Concordance and Discordance Calculate the estimated probability in logistic regression model. Divide the sample data into two datasets. One dataset contains observations having actual value of dependent variable 1 (event) and other contains all observations having actual value of dependent variable 0 (non-event). Compare each predicted value in first dataset with each predicted value in second dataset.
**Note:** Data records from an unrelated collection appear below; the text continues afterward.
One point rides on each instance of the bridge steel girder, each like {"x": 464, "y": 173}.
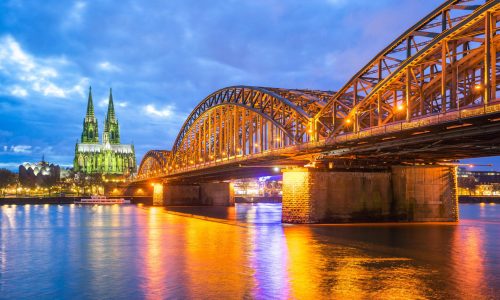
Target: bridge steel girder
{"x": 443, "y": 68}
{"x": 153, "y": 163}
{"x": 440, "y": 64}
{"x": 243, "y": 121}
Concordance and Discordance Total Number of pairs to compare = x * y where x: Number of observations in first dataset (actual values of 1 in response variable) y: Number of observations in second dataset (actual values of 0 in response variable)

Concordance and Discordance A pair is concordant if 1 (observation with the desired outcome i.e. event) has a higher predicted probability than 0 (observation without the outcome i.e. non-event). A pair is discordant if 0 (observation without the desired outcome i.e. non-event) has a higher predicted probability than 1 (observation with the outcome i.e. event). A pair is tied if 1 (observation with the desired outcome i.e. event) has same predicted probability than 0 (observation without the outcome i.e. non-event).

Concordance and Discordance Percent Concordant = (Number of concordant pairs)/Total number of pairs Percent Discordance = (Number of discordant pairs)/Total number of pairs Percent Tied = (Number of tied pairs)/Total number of pairs

Concordance and Discordance Percent Concordant : Percentage of pairs where the observation with the desired outcome (event) has a higher predicted probability than the observation without the outcome (non-event). Percent Discordant : Percentage of pairs where the observation with the desired outcome (event) has a lower predicted probability than the observation without the outcome (non-event). Percent Tied : Percentage of pairs where the observation with the desired outcome (event) has same predicted probability than the observation without the outcome (non-event). In general, higher percentages of concordant pairs and lower percentages of discordant and tied pairs indicate a more desirable model.